Economia

La polemica. Clamoroso, l'Alfa Romeo Milano cambia nome dopo lo scontro col governo

Alberto Caprotti lunedì 15 aprile 2024

La nuova Alfa Romeo si chiamera Junior e non Milano

Si chiamerà Junior, e non più Milano. Sulla spinta delle polemiche innescate dal ministro Adolfo Urso per la scelta di denominare Milano la nuova Alfa Romeo malgrado sia costruita in Polonia, Stellantis ha deciso un passo indietro operato tutt’altro che volentieri. Clamorosa, e preoccupante per i futuri rapporti tra il Gruppo e l’Italia, la scelta è stata comunicata ieri pomeriggio.

Giovedì scorso, commentando la presentazione del nuovo modello appena avvenuta, il ministro delle Imprese e del Made in Italy, Adolfo Urso aveva detto che «un’auto chiamata Milano non si può produrre in Polonia. Lo vieta la legge che nel 2003 ha definito l’Italian Sounding, una legge che prevede che non bisogna dare indicazioni che inducano in errore il consumatore».
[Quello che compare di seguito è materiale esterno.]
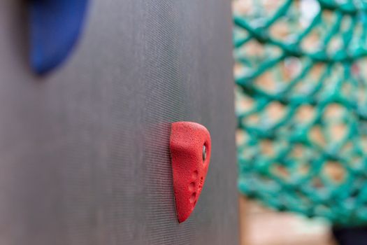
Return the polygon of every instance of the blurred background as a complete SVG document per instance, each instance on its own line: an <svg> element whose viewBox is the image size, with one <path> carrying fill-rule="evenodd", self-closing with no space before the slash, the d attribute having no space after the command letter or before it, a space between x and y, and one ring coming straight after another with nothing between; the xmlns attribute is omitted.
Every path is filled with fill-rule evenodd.
<svg viewBox="0 0 367 245"><path fill-rule="evenodd" d="M242 244L336 244L366 223L366 2L232 10Z"/></svg>

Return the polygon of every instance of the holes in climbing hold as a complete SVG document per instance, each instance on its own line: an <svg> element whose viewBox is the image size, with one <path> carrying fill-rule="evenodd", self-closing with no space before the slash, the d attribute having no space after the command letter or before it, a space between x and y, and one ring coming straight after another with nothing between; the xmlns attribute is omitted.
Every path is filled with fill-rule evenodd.
<svg viewBox="0 0 367 245"><path fill-rule="evenodd" d="M199 176L199 172L197 172L197 170L194 171L192 175L192 179L195 180L198 178L198 176Z"/></svg>
<svg viewBox="0 0 367 245"><path fill-rule="evenodd" d="M206 146L204 144L203 146L203 162L205 162L206 159Z"/></svg>
<svg viewBox="0 0 367 245"><path fill-rule="evenodd" d="M195 200L196 200L196 192L194 192L191 195L190 197L190 202L194 203Z"/></svg>
<svg viewBox="0 0 367 245"><path fill-rule="evenodd" d="M191 191L195 190L195 182L190 183L190 184L189 185L189 190Z"/></svg>

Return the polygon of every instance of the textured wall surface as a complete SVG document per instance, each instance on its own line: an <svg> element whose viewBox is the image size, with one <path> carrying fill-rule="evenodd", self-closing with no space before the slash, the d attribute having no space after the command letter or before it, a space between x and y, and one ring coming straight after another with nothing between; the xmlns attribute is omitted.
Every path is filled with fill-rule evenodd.
<svg viewBox="0 0 367 245"><path fill-rule="evenodd" d="M230 3L94 0L45 77L20 0L0 0L0 244L237 244ZM207 127L196 207L175 213L170 122Z"/></svg>

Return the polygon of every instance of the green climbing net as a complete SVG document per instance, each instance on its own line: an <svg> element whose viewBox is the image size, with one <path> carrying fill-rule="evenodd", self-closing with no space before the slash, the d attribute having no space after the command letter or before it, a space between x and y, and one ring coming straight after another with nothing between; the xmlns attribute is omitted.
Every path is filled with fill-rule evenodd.
<svg viewBox="0 0 367 245"><path fill-rule="evenodd" d="M233 2L240 191L367 223L367 4Z"/></svg>

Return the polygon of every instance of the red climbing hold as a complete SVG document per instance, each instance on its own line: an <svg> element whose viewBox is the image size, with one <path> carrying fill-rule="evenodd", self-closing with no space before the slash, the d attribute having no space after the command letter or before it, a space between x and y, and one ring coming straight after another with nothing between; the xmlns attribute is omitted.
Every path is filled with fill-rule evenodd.
<svg viewBox="0 0 367 245"><path fill-rule="evenodd" d="M210 160L210 134L196 122L173 122L170 150L176 212L182 223L194 210L204 185Z"/></svg>

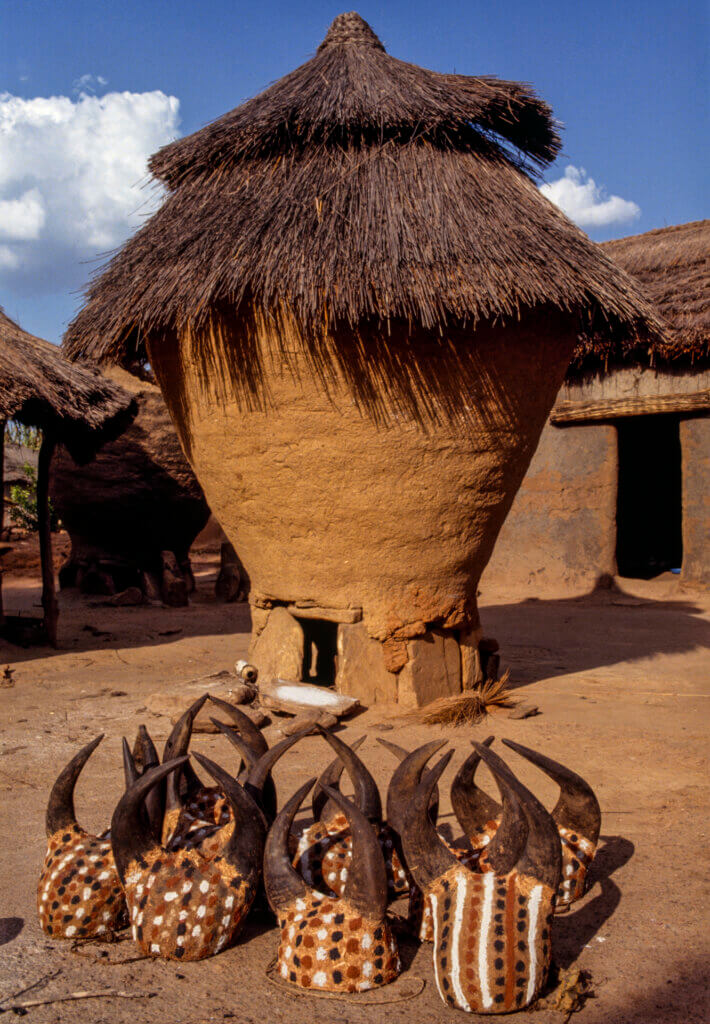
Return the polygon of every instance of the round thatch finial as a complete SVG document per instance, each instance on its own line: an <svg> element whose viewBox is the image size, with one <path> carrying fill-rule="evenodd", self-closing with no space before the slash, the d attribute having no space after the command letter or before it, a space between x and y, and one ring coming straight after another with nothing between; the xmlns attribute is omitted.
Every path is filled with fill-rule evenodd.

Alfa Romeo ha contestato che esista questo tipo di interpretazione della legge per quanto riguarda il suo prodotto. «Il nome Milano – spiega invece il marchio - tra i favoriti del pubblico, era stato scelto per rendere tributo alla città dove tutto ebbe origine nel 1910. Non è la prima volta che Alfa Romeo chiede il parere del pubblico per scegliere il nome di una vettura. Pur ritenendo che il nome Milano rispetti tutte le prescrizioni di legge, e in considerazione del fatto che ci sono temi di stretta attualità più rilevanti del nome di una nuova autovettura, Alfa Romeo decide di cambiare il nome da Milano a Junior, nell’ottica di promuovere un clima di serenità e distensione».
Jean-Philippe Imparato, Ceo di Alfa, ha aggiunto: «Siamo perfettamente consapevoli che questo episodio rimarrà inciso nella storia del marchio. Non vogliamo problemi, le polemiche sono sempre nemiche del mercato. E soprattutto quando ci si scontra con la politica si perdono sempre clienti. Noi facciamo auto, non politica. Volevamo evitare un’atmosfera non coerente con la protezione del nostro prodotto. Facciamo questo passo indietro non perché lo dica la legge e neppure perché il governo ce lo abbia chiesto, ma perché vogliamo partire con serenità».
Nonostante le parole di Imparato, lo stato d’animo di Alfa Romeo, e di Stellantis di conseguenza, è piuttosto innervosito. E comunque deluso. «Abbiamo preso in mano Alfa quando non aveva praticamente modelli né futuro. L’abbiamo ribaltata e resa profittevole. Produciamo in Italia 4 modelli su 5, eppure non basta per tenerci al riparo dalle polemiche. Inoltre si sapeva da tre mesi che la nuova B-Suv si sarebbe chiamata Milano, ma qualcuno si è svegliato a contestarne il nome solo il giorno dopo la sua presentazione ufficiale, quando in realtà ci sarebbero questioni più importanti da affrontare piuttosto che il nome di una vettura», ha sottolineato Imparato.
A difesa delle sue ragioni, Stellantis ha ribadito anche ieri che il nome di un’automobile non è un’indicazione della sua origine geografica”. E ha portato come esempio altri modelli della concorrenza, come Kia Rio e Sorento, prodotte in Corea; Nissan Murano, prodotta in Russia; Hyundai Santa Fè e Tucson, costruite entrambe in Corea. Inoltre il nome Milano, sempre secondo Stellantis, non trae in inganno il consumatore sull’origine della vettura che è comunque disegnata, progettata, testata e omologata in Italia”.
Occorre ancora ricordare che la scelta di costruire a Tichy, in Polonia, il nuovo modello Alfa è stato giustificata con chiarezza da Carlos Tavares a margine della presentazione: «Produrla in Italia avrebbe significato costi molto più alti. Al punto che avremmo dovuto farla pagare 10mila euro in più rispetto ai meno di 30.000 attuali».
La nuova Junior comunque segna un altro motivo di forte frizione tra Stellantis e il governo, già alle prese con un rapporto difficile per lo stato occupazionale e le prospettive delle fabbriche nel nostro Paese. A precisa domanda, Alfa Romeo ieri ha confermato che Stelvio e Giulia continueranno ad essere prodotte a Cassino «almeno fino al 2026». E in quel «almeno» c’è un pericoloso senso di incertezza sul futuro.